Этот случай покажется странным, если предположить, что для детей лучшее место – дом без родителей, а тут улица и темнота. Может быть, старшему брату стало скучно, и он позвал младшего гулять; Рома же согласился потому, что находился в том самом возрасте, когда любое непривычное отсутствие мамы с папой воспринималось с тревогой, затрагивавшей болезненный  вопрос: «Что будет с нами, если с ними вдруг что-то случится?». А тревога лучше подавлялась не просмотром телевизора в уютной квартире, а более сильными эмоциями, например запуском ледохода. С другой стороны, как же спокойно ему становилось, когда он знал, что вот вечером они вернутся с работы, и все будет как всегда.

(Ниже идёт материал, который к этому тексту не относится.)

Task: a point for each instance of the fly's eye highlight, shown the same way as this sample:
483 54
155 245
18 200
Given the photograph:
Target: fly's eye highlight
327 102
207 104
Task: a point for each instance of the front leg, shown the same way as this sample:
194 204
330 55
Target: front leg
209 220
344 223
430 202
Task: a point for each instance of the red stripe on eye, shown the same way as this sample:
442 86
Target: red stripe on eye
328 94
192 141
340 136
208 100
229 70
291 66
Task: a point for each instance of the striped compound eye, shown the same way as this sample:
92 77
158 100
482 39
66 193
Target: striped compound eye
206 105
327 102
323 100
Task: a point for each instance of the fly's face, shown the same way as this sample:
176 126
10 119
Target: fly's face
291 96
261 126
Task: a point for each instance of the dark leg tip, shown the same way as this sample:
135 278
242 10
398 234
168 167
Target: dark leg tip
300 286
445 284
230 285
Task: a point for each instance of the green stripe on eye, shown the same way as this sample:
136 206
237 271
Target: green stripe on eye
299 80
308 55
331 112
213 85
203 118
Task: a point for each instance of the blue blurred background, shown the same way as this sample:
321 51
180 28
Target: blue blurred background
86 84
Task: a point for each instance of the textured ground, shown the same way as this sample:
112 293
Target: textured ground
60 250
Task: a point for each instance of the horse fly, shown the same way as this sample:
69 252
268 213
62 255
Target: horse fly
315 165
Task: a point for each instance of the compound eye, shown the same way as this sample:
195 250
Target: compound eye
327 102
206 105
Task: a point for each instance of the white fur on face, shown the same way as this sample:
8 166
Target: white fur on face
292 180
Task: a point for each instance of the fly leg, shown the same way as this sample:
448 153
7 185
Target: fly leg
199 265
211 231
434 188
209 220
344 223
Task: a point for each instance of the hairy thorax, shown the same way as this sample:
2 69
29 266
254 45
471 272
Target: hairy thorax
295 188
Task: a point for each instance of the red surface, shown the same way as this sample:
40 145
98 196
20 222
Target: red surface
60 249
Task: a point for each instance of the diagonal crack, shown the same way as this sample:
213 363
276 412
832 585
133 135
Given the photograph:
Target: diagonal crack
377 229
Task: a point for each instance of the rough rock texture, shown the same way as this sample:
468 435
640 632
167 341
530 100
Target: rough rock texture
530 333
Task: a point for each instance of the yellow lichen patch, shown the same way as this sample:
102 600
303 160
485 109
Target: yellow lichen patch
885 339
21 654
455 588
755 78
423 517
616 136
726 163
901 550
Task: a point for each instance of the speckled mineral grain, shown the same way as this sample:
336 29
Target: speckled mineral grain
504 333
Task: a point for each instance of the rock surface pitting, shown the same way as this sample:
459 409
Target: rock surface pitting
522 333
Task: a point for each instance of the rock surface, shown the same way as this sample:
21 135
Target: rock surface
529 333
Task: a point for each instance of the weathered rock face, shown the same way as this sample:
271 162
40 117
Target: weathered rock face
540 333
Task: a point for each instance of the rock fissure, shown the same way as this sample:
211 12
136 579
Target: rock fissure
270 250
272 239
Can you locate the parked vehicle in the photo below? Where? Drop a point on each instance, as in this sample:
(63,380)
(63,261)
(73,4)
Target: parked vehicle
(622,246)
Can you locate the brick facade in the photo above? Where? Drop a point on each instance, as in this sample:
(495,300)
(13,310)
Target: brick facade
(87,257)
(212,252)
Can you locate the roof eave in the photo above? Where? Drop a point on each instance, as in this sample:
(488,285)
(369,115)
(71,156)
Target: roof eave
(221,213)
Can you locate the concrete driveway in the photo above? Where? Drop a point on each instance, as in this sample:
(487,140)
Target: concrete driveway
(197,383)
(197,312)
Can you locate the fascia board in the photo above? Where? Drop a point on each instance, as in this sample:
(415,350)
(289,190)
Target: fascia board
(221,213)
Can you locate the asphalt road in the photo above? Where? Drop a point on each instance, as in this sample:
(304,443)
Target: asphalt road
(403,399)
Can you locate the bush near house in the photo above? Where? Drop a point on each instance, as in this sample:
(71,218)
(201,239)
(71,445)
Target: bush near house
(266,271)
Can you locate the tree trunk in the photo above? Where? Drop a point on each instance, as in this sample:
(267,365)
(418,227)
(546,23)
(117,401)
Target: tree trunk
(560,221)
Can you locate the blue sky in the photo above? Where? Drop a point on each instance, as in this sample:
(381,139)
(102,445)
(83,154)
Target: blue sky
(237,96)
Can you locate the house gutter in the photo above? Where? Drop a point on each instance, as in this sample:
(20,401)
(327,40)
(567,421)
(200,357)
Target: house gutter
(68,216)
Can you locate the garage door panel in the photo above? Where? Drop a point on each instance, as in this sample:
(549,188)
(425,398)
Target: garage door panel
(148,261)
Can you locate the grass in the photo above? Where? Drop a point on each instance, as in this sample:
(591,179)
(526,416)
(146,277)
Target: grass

Эта предсказуемость дарила защищенность и беззаботность, которые особенно ценились в каникулы, и тогда братья весь день могли делать все, что захотят. И квартира, даже такая маленькая хрущевка, как у них, вдруг превращалась в аттракцион, где из табуреток, стульев и столов конструировался автомобиль, а то и комбайн, взобравшись на который, можно было дотянуться до потолка. Батарея под окном оборачивалась воротами, а тюль вместо сетки защищал окна от мячика для большого тенниса. Попеременно Рома и его брат становились третьяками, отражающими буллиты; или игра могла принять совсем другой оборот, особенно под воздействием художественных фильмов, и тогда брат, пользуясь своим старшинством, заставлял разыгрывать сцены, превращаясь в актера: «Я раненый комиссар, ты должен дотащить меня до лагеря», - стонал он, пуская слюну по краю рта. Рома брал обмякшее тело за руку и волок в комнату, но обессиленный командир изо всех сил цеплялся за ковер и препятствовал своему спасению: «Ты что, слабак, не можешь мне помочь? Я ведь умираю, осталось минута времени», - цедил он сквозь зубы. «Я не могу, ты слишком тяжелый», - не по сценарию и очень искренне сетовал Рома. Тогда комиссар закрывал глаза и «умирал», а через десять минут неподвижного состояния красноармейца Рома начинал беспокоиться за брата и убегал на кухню за водой. Труп затем неожиданно «исчезал», спрятавшись в туалете, и игра на этом заканчивалась, добившись своей цели: Роминого замешательства и мистического трепета.

                3

Как уже было замечено, дети были знакомы со спортом не понаслышке. Отец начал приучать их к физическим нагрузкам с первого класса школы, и речь шла не об утренней зарядке, во время которой папа личным примером показывал, что и как надо делать, а о серьезном виде спорте. Отец хорошо разбирался в этом роде деятельности, ведь когда-то он занимался самбо и даже был чемпионом области, о чем свидетельствовали победные фотографии в семейном альбоме. Выбор пал на спортивную гимнастику, которая, по его мнению, единственная из силовых видов развивала все группы мышц. Он не ошибся, ведь здоровье Ромы стало стремительно улучшаться уже после нескольких занятий, и из специальной группы по физкультуре в школе его перевели вскоре в основную, да и среди ровесников теперь никто не смел на него наезжать. Прогресс был на лицо, только одна загвоздка мешала им радоваться жизни: оба брата ненавидели гимнастику, точнее сам процесс занятий. Слишком тяжелыми, а порой и болезненными были тренировки, в которых редко обходилось без травм. Роме еще повезло: разбитый нос и пара вывихнутых пальцев – щадящий результат для него, говоривший лишь о том, насколько мал он был и неохотно стремился к достижениям. Чем дольше занимались братья, тем сильнее росло их недовольство и сопротивление. Они начали подыскивать любой повод, лишь бы отлынить от навязанной обязанности, и в ход шли различные ухищрения, от внезапной температуры до «мы там в школе готовились …». 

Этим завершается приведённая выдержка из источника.